I don't know if this is coming across, but I'm quite angry about this. I have been for as long as I've been able to hold a complex thought and set of feelings in my young mind. I'm sorry I wasn't a right-on lefty liberal, born with a copy of The Guardian clutched in my hands, as I was ejected from my mother's womb. I'm sorry that you're too far up your Islington Blairite Hypocrite Champagne Swilling Holier-than-thou F**king A*se to see that the working classes care too... but they didn't have the benefit of your privileged education. But then you're so smart that you knew that? No?

Fatal Illness

Thankfully, Oxford is a think-tank, where burnt out Blairites decide to raise a family. It used to be an affordable commuter belt City with enough culture and academic interest to make the trip into Paddington on the train, worth jostling with other suits in the morning.

Oh yes, Oxford has its fair share of people who look down their noses at the great unwashed masses. Thankfully though, some of them couldn't avoid actually encountering some grubby street urchins, and having their perceptions shaken up.

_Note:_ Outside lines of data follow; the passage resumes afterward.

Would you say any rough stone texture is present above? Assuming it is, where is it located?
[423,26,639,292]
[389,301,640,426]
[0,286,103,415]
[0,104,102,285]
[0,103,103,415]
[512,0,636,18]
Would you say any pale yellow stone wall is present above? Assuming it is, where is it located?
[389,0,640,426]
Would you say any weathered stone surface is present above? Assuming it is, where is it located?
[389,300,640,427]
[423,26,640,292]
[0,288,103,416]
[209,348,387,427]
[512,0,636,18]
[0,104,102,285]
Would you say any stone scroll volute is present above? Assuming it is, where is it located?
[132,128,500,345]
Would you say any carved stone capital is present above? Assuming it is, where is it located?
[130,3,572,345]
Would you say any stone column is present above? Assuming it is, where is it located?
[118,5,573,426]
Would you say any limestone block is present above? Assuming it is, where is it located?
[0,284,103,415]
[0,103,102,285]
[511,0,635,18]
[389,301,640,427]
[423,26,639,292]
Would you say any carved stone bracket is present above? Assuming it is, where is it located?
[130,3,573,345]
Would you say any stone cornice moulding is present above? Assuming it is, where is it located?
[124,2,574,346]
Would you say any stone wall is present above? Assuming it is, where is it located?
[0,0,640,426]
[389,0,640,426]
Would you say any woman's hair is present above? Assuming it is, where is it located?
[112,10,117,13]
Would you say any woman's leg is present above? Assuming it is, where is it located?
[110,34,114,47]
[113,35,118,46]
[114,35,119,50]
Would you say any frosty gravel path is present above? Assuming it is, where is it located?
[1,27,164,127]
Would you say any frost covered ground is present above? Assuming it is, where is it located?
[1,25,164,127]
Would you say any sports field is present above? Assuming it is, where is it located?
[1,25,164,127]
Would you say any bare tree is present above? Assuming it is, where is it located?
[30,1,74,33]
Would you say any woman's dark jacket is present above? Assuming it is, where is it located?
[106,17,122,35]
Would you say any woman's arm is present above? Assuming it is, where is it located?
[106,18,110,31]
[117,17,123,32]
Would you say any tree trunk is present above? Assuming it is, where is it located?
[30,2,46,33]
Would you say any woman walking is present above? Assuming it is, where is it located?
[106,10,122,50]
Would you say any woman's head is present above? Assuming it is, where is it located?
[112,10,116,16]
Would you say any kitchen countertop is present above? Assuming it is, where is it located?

There was a joke shop in the heart of Jericho, where you could buy water balloons, smoke bombs, whoopee cushions, firecrackers/bangers and other things that could shock a smug mummy's boy out of his self-obsessed preening, admiring themselves in their gowns in shop windows as they walked through the cobbled streets of Oxford's dreaming spires.

Up My Tree

My Parents never really reprimanded me for launching a "Swallows and Amazons" style attack on the punters, from the high boughs of trees and bridges in the University Parks. We were little monkeys, who tore around town on our BMXs and skateboards faster than any Park Ranger or officious old fuddy-duddy could chase after us. We used to ring doorbells, egg houses, put treacle on door knobs. We were working class kids thumbing our noses at the establishment and everybody loved it, except for the arrogant elite.

More Pension?

Luckily, all the 'warrior' men were all in London, hunting big game and beating their chests. We knew our mothers would tell us off and say "wait until your father gets home" but we also knew our fathers would be exhausted from full-on days of p1ssing contests in the Big Smoke, followed by horrendous rat-race train journeys from hell.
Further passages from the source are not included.